I was at the airport. You know the place. That long sound-tunnel of clicking heels, buzzing wheels, climate control and chicken salad croissants priced at the going rate per-diem.
There were a thousand people scattered around the terminal. They stood, heads bowed to their phones. They sat, heads bowed to their phones. Or they dozed, eyes closed, listening to their phones. Maybe Ke$ha’s “Tik-Tok,” maybe Marc Maron’s new podcast, WTF. It was 2010.
I had my phone, too, and everything else I needed to fly to D.C. to meet my wife for a short vacation. I was confident that I hadn’t forgotten anything, but I double checked my stuff anyway.
Phone, check.
Clothes, check
Wallet, boarding pass, toothbrush, check, check, check.
An immutable sense of self, lived and built for thirty years … Wait … It had to be around here somewhere.
Only it wasn’t. I was in an airport, in which all human experience is soluble.
I’m forty now and have all the more momentum behind what should be a pretty well-realized identity. Yet, since I was twenty and made my first solo trip (it was to Italy for an art project. Yes, I am uncommonly lucky), every time I set out somewhere distant, alone, I lose track of that identity and begin to imagine myself as someone else, my life as something else. My name, my talents, all of it gets a new narrative, often two or three. Think of it as a brief mid-life crisis, only less troublesome.
After all, I’m out of my element, in a place of transition. I’ve left my identity behind. I’ve left my kids at my folks’ house, my wife is three hours away and my minivan is abandoned in the parking structure.

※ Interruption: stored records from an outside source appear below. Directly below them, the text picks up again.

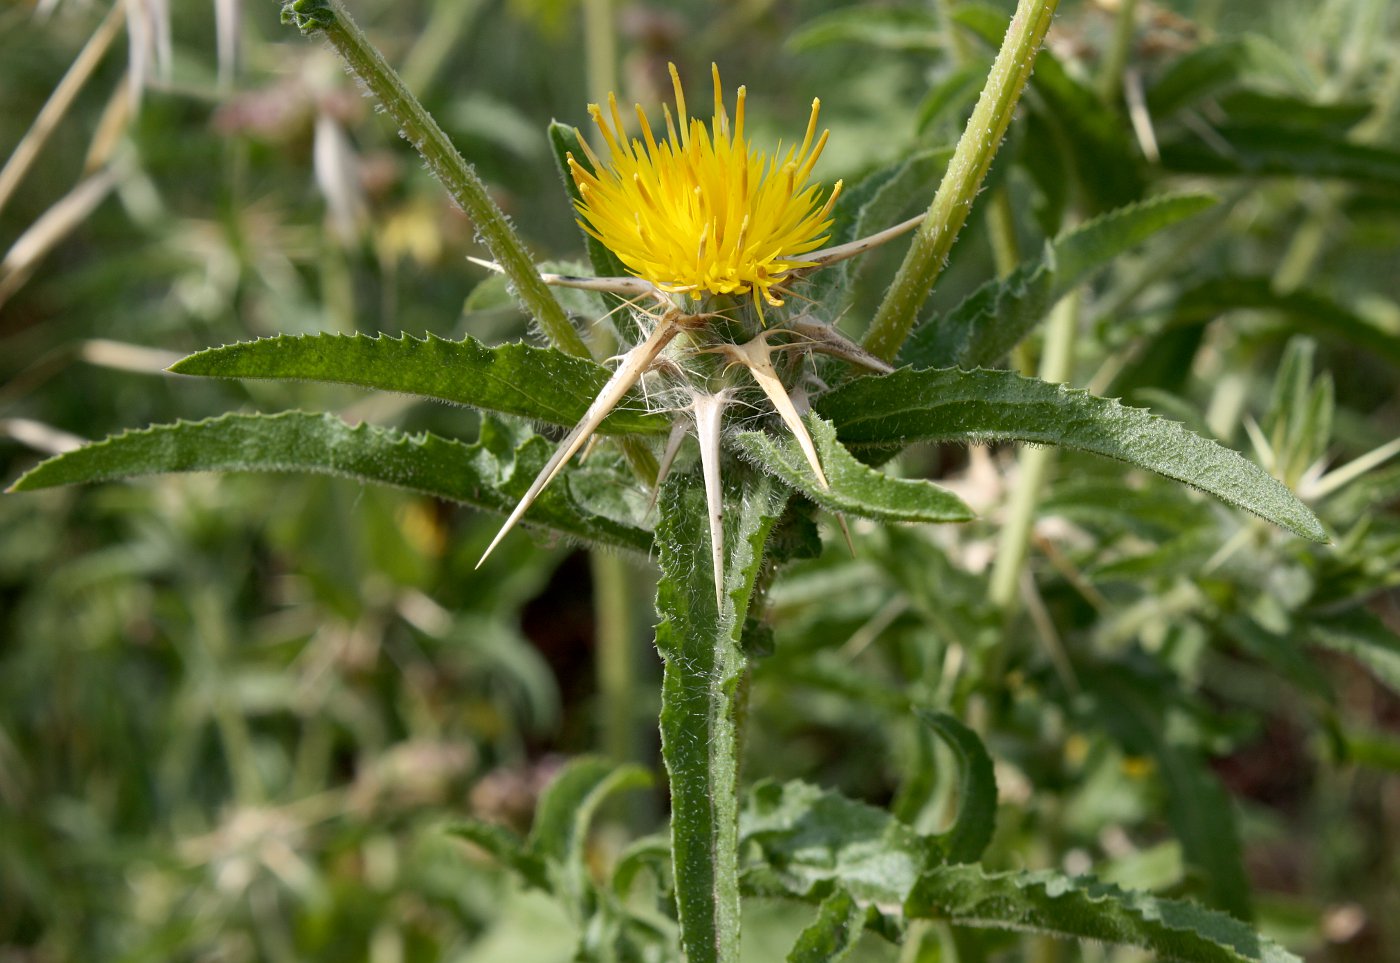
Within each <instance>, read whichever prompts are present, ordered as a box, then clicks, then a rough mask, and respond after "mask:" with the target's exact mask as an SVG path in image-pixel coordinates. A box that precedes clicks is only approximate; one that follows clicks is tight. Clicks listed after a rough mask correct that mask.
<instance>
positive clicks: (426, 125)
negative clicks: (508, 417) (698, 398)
mask: <svg viewBox="0 0 1400 963" xmlns="http://www.w3.org/2000/svg"><path fill="white" fill-rule="evenodd" d="M283 20H284V21H287V22H293V24H295V25H297V27H300V28H301V29H302V31H314V29H319V31H321V32H322V34H323V35H325V38H326V39H328V41H329V42H330V46H333V48H335V49H336V53H339V55H340V56H342V59H343V60H344V62H346V64H347V66H349V67H350V71H351V73H353V74H354V76H356V77H357V78H358V80H360V81H361V83H363V84H364V85H365V87H368V88H370V90H371V91H372V92H374V95H375V97H377V98H378V99H379V104H382V105H384V109H385V111H386V112H388V115H389V116H391V118H393V122H395V123H396V125H399V133H400V134H402V136H403V139H405V140H407V141H409V143H410V144H413V147H414V150H417V151H419V154H421V155H423V160H424V161H427V165H428V168H430V169H431V171H433V174H434V175H435V176H437V178H438V181H441V182H442V185H444V186H445V188H447V189H448V193H451V195H452V199H454V200H456V203H458V204H461V207H462V210H463V211H466V214H468V217H470V218H472V223H473V224H475V225H476V230H477V232H480V235H482V239H483V241H486V246H487V248H490V251H491V256H493V258H496V260H497V262H498V263H500V265H501V267H503V269H504V272H505V276H507V277H508V279H510V281H511V286H512V288H514V294H515V297H517V298H518V300H519V301H521V304H522V305H524V307H525V309H526V311H528V312H529V314H531V316H532V318H533V319H535V322H536V323H538V325H539V326H540V330H542V332H543V333H545V336H546V337H547V339H549V342H550V343H552V344H553V346H554V347H557V349H559V350H561V351H567V353H568V354H574V356H577V357H584V358H587V357H588V346H587V344H584V339H582V337H581V336H580V335H578V332H577V330H575V329H574V326H573V323H570V321H568V316H567V315H566V314H564V309H563V308H561V307H560V305H559V301H556V300H554V295H553V294H552V293H550V290H549V287H547V286H546V284H545V281H543V280H542V279H540V276H539V272H538V270H536V269H535V260H533V259H532V258H531V255H529V251H526V249H525V244H524V242H522V241H521V238H519V235H517V234H515V230H514V228H512V227H511V224H510V221H508V220H507V218H505V214H504V213H503V211H501V209H500V207H497V206H496V202H494V200H491V196H490V195H489V193H487V190H486V185H484V183H483V182H482V179H480V178H479V176H477V174H476V169H475V168H473V167H472V165H470V164H468V162H466V160H465V158H463V157H462V155H461V154H459V153H458V150H456V148H455V147H454V146H452V141H449V140H448V139H447V134H445V133H442V127H440V126H438V123H437V120H434V119H433V116H431V115H430V113H428V112H427V111H426V109H423V105H421V104H419V99H417V98H416V97H413V92H412V91H409V88H407V87H406V85H405V84H403V81H402V80H400V78H399V76H398V74H396V73H395V71H393V69H392V67H391V66H389V63H388V62H386V60H385V59H384V55H382V53H379V50H378V49H377V48H375V46H374V45H372V43H370V39H368V38H367V36H365V35H364V31H361V29H360V27H358V25H356V22H354V21H353V20H351V18H350V14H349V13H347V11H346V8H344V6H343V4H342V3H340V0H294V1H293V3H286V4H284V6H283Z"/></svg>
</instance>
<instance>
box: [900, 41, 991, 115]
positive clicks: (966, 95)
mask: <svg viewBox="0 0 1400 963" xmlns="http://www.w3.org/2000/svg"><path fill="white" fill-rule="evenodd" d="M990 70H991V60H987V59H986V57H977V59H976V60H973V62H972V63H967V64H963V66H962V67H958V69H956V70H953V71H952V73H949V74H948V76H946V77H944V78H942V80H941V81H938V83H937V84H934V87H932V90H930V91H928V94H927V95H924V99H923V101H920V104H918V112H917V113H916V118H917V119H916V120H914V126H916V129H917V130H918V133H924V132H925V130H928V129H930V127H931V126H934V125H935V123H938V120H941V119H942V118H944V115H945V113H955V112H960V111H962V109H963V108H970V106H972V105H973V104H974V102H976V101H977V95H979V94H980V92H981V88H983V84H986V81H987V74H988V73H990Z"/></svg>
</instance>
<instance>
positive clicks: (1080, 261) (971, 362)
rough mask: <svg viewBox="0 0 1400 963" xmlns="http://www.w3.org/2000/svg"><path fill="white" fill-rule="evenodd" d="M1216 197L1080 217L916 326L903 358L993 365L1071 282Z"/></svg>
mask: <svg viewBox="0 0 1400 963" xmlns="http://www.w3.org/2000/svg"><path fill="white" fill-rule="evenodd" d="M1214 204H1215V199H1214V197H1211V196H1208V195H1165V196H1162V197H1154V199H1152V200H1145V202H1142V203H1140V204H1128V206H1127V207H1123V209H1119V210H1116V211H1112V213H1109V214H1105V216H1102V217H1099V218H1096V220H1092V221H1088V223H1086V224H1081V225H1079V227H1077V228H1075V230H1072V231H1070V232H1067V234H1063V235H1061V237H1058V238H1056V239H1054V241H1053V242H1050V244H1047V245H1046V248H1044V252H1043V253H1042V255H1040V258H1037V259H1035V260H1029V262H1026V263H1023V265H1021V266H1019V267H1016V270H1015V272H1012V273H1011V276H1009V277H1007V279H1005V280H993V281H987V283H986V284H983V286H981V287H980V288H977V290H976V291H974V293H973V294H970V295H969V297H967V298H966V300H963V302H962V304H959V305H958V307H956V308H953V309H952V311H951V312H949V314H948V315H944V316H941V318H934V319H931V321H928V322H925V323H924V325H921V326H920V328H918V330H916V332H914V336H913V337H911V339H910V340H909V343H907V344H906V347H904V351H903V356H902V360H903V361H904V363H906V364H913V365H914V367H916V368H932V367H945V365H958V367H963V368H970V367H976V365H983V364H993V363H994V361H997V360H1000V358H1001V357H1002V356H1004V354H1007V351H1009V350H1011V349H1012V347H1015V346H1016V343H1018V342H1021V339H1023V337H1025V336H1026V335H1028V333H1030V330H1032V329H1033V328H1035V326H1036V325H1037V323H1040V321H1042V319H1043V318H1044V316H1046V314H1047V312H1049V311H1050V308H1051V305H1054V302H1056V301H1058V300H1060V298H1063V297H1064V295H1065V294H1067V293H1068V291H1070V290H1072V288H1074V287H1075V286H1078V284H1079V283H1082V281H1084V280H1086V279H1088V277H1089V276H1092V274H1093V273H1095V272H1098V270H1100V269H1102V267H1105V266H1107V265H1109V263H1110V262H1112V260H1113V259H1114V258H1117V256H1119V255H1121V253H1124V252H1126V251H1128V249H1131V248H1134V246H1137V245H1140V244H1142V242H1144V241H1147V239H1148V238H1149V237H1152V235H1154V234H1156V232H1158V231H1162V230H1165V228H1168V227H1172V225H1173V224H1177V223H1180V221H1183V220H1186V218H1187V217H1193V216H1196V214H1200V213H1201V211H1204V210H1207V209H1210V207H1212V206H1214Z"/></svg>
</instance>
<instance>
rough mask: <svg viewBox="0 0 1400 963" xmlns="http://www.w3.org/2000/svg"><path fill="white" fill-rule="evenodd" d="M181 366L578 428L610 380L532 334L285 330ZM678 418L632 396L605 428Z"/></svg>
mask: <svg viewBox="0 0 1400 963" xmlns="http://www.w3.org/2000/svg"><path fill="white" fill-rule="evenodd" d="M171 371H174V372H175V374H182V375H203V377H209V378H263V379H274V381H322V382H335V384H340V385H357V386H360V388H375V389H379V391H391V392H400V393H405V395H417V396H420V398H433V399H437V400H441V402H452V403H454V405H470V406H472V407H479V409H486V410H489V412H503V413H505V414H519V416H522V417H526V419H535V420H539V421H547V423H550V424H561V426H567V427H573V426H575V424H577V423H578V420H580V419H581V417H582V416H584V412H587V410H588V405H589V403H591V402H592V400H594V398H596V396H598V392H599V391H602V388H603V385H605V384H606V382H608V377H609V372H608V370H606V368H603V367H602V365H599V364H594V363H592V361H588V360H585V358H575V357H571V356H567V354H564V353H563V351H559V350H556V349H545V347H533V346H531V344H525V343H519V342H517V343H512V344H501V346H497V347H487V346H484V344H482V343H480V342H477V340H476V339H473V337H466V339H463V340H461V342H449V340H444V339H441V337H437V336H434V335H428V336H427V337H424V339H421V340H420V339H416V337H410V336H407V335H403V336H400V337H388V336H378V337H367V336H364V335H297V336H288V335H279V336H276V337H263V339H259V340H256V342H244V343H239V344H228V346H224V347H216V349H207V350H204V351H197V353H195V354H192V356H189V357H188V358H182V360H179V361H176V363H175V364H174V365H171ZM669 428H671V426H669V421H668V420H666V419H664V417H661V416H658V414H651V413H648V412H647V406H645V403H644V402H643V400H641V398H640V396H638V395H636V393H634V395H633V396H631V398H629V399H627V400H624V402H623V403H622V405H619V406H617V409H615V410H613V413H612V414H610V416H608V419H606V420H605V421H603V423H602V426H601V427H599V428H598V430H599V431H602V433H606V434H634V433H651V434H661V433H665V431H668V430H669Z"/></svg>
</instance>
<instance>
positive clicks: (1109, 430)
mask: <svg viewBox="0 0 1400 963" xmlns="http://www.w3.org/2000/svg"><path fill="white" fill-rule="evenodd" d="M816 410H818V412H819V413H820V414H823V416H826V417H829V419H830V420H832V421H834V423H836V431H837V435H839V437H840V438H841V441H843V442H846V444H847V445H890V444H911V442H916V441H977V440H980V441H991V440H997V441H1029V442H1036V444H1043V445H1060V447H1065V448H1079V449H1082V451H1088V452H1093V454H1096V455H1106V456H1109V458H1116V459H1119V461H1123V462H1128V463H1130V465H1137V466H1138V468H1145V469H1149V470H1152V472H1156V473H1159V475H1165V476H1166V477H1169V479H1176V480H1177V482H1184V483H1186V484H1190V486H1193V487H1196V488H1200V490H1201V491H1207V493H1210V494H1214V495H1215V497H1218V498H1222V500H1225V501H1228V502H1229V504H1232V505H1238V507H1240V508H1245V509H1246V511H1252V512H1254V514H1256V515H1259V516H1260V518H1264V519H1267V521H1270V522H1274V523H1275V525H1281V526H1282V528H1287V529H1288V530H1291V532H1295V533H1296V535H1301V536H1303V537H1306V539H1312V540H1315V542H1326V540H1327V533H1326V532H1324V530H1323V528H1322V525H1320V523H1319V522H1317V518H1316V516H1315V515H1313V514H1312V512H1310V511H1309V509H1308V507H1306V505H1303V504H1302V502H1301V501H1298V498H1296V497H1295V495H1294V494H1292V493H1291V491H1289V490H1288V488H1287V487H1284V486H1282V484H1281V483H1280V482H1278V480H1277V479H1273V477H1270V476H1268V475H1267V473H1266V472H1264V470H1263V469H1261V468H1259V466H1257V465H1254V463H1253V462H1247V461H1245V459H1243V458H1242V456H1240V455H1238V454H1236V452H1232V451H1231V449H1228V448H1222V447H1221V445H1218V444H1215V442H1214V441H1208V440H1205V438H1201V437H1200V435H1197V434H1191V433H1190V431H1187V430H1186V428H1183V427H1182V426H1179V424H1176V423H1175V421H1166V420H1163V419H1159V417H1155V416H1152V414H1149V413H1148V412H1144V410H1141V409H1131V407H1124V406H1123V405H1121V403H1120V402H1116V400H1109V399H1103V398H1096V396H1093V395H1091V393H1088V392H1086V391H1081V389H1074V388H1065V386H1064V385H1050V384H1047V382H1043V381H1039V379H1035V378H1022V377H1021V375H1018V374H1012V372H1009V371H959V370H956V368H944V370H930V371H913V370H907V368H906V370H902V371H896V372H895V374H890V375H885V377H881V378H858V379H855V381H853V382H850V384H847V385H843V386H841V388H837V389H836V391H833V392H830V393H827V395H823V396H822V398H820V399H819V400H818V403H816Z"/></svg>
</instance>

I’m in this new space, this place between here and there. And I see it as a world bursting with potential and possibilities. As I look around, these people could be anyone, and to them, so could I. So why not? I am a stranger among strangers, and the anonymity is liberating. I have had more rewarding, introspective and explorative time spent in airports, in crowded solitude, than in meditative hours at home, or quiet walks down the Ice Age Trail. And I have had more fun there than I probably should have.
“Hey.” (This is me, a stranger approaching a stranger.)
“Hey.” (This is the guy in the cool charcoal suit and shiny shoes.)
“Your suit is really business-y. Are you traveling for work or just for really sharp, tailored fun?”
“Yeah, I’m on business.”
“What do you do?”
“Oh, I’m in consulting. You?”
“Me? I design and build non-lethal obstacle courses for television ninja competitions and tough-mud triathlons. And I make lethal courses for special operations training and team-building retreats.”
“Whoa, really?”
See, super fun. I only wish he had asked me for my name, because I had a good one all queued up, Lagarto Brevemente. He’s from Catalonia.
And that guy might not have even been in consulting. I’ll never know. He might have been trying on a different self like he would a flawlessly fitted seersucker in summer. I just realized I should have asked him his name. Maybe it was, Tom, Tom … Bordingnow, or Marcel Skymiles. Missed opportunities. Oh well.
It’s not all chuckles, though. Without thinking, I have tried on selves that were shallow and callous. I’ve tried on selves that were remorseful, regretting and bitter. Sometimes, memories and wonderings about roads not traveled, or traveled too slowly, lead me to gloomy minutes waiting for my boarding group to be called. I still think it’s for the good, though.
I think a little sadness in solitude is as proper as finding comfort and cheer. And when I find my way back home, where things are not just recognizable, but familiar and comforting, I find myself again, my real self. And it is a relief and a great joy to continue, after all that nonsense, to be the father to my kiddos, the husband to my wife and captain of my minivan.